Paterson also said bees are exposed to new diseases when they interact with bees brought from all over the country to pollinate the same crop. He thinks this may be a contributing factor to colony collapse disorder, or CCD, a phenomena that began in 2006 where bees leave a hive en masse before dying. According to a New York Times article about 20 to 40 percent of colonies in North America have fallen victim to CCD since 2006. Paterson said that to the best of his knowledge he has not lost a hive to CCD.

Paterson doesn't use chemicals for pest control, instead opting for natural controls. For a hive affected by the varroa mite, he sprinkles powdered sugar on the bees. This causes the bees to groom themselves and in the process knock off the mites as well.

"I will never use chemicals, any chemicals. I eat the honey," he said.

While Paterson enjoys the work of maintaining the hives and collecting honey, he really gets a kick out of getting feedback from people who use his honey.
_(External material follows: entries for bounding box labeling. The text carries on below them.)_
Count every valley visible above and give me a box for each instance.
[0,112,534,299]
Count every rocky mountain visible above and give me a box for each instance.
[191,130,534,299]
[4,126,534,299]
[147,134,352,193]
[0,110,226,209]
"I gave honey to a lady who helped me do something, and she gave me a thank you card, and her response was that it tasted like liquid sunshine," Paterson recalled, "It's like, wow. To me, that's like, wow."

Because honey is simply concentrated nectar, the flavor is affected by which flowers or plants the bees are pollinating. Paterson said that honey collected from his home hive has some notes of eucalyptus while honey from the Charles Street Garden has a more floral flavor.

Just as he was turned on to beekeeping by a friend, so has Paterson has turned others onto the world of bees. Among those he's converted are a former co-worker, his father, and his 10-year-old son, to whom he gave a beekeeping suit for Christmas in 2010.

"It makes me feel good that I can influence somebody to do something of that nature," said Paterson.

List prices:

16 oz glass jar: $12

16 oz plastic bottle: $10

Honey Comb: $10

8 oz glass jar: $7

Lip balm: $4

Beeswax candles

8 oz: $10

4 oz: $6

Honey of Distinction is located at 464 W. Campbell Ave. in Campbell.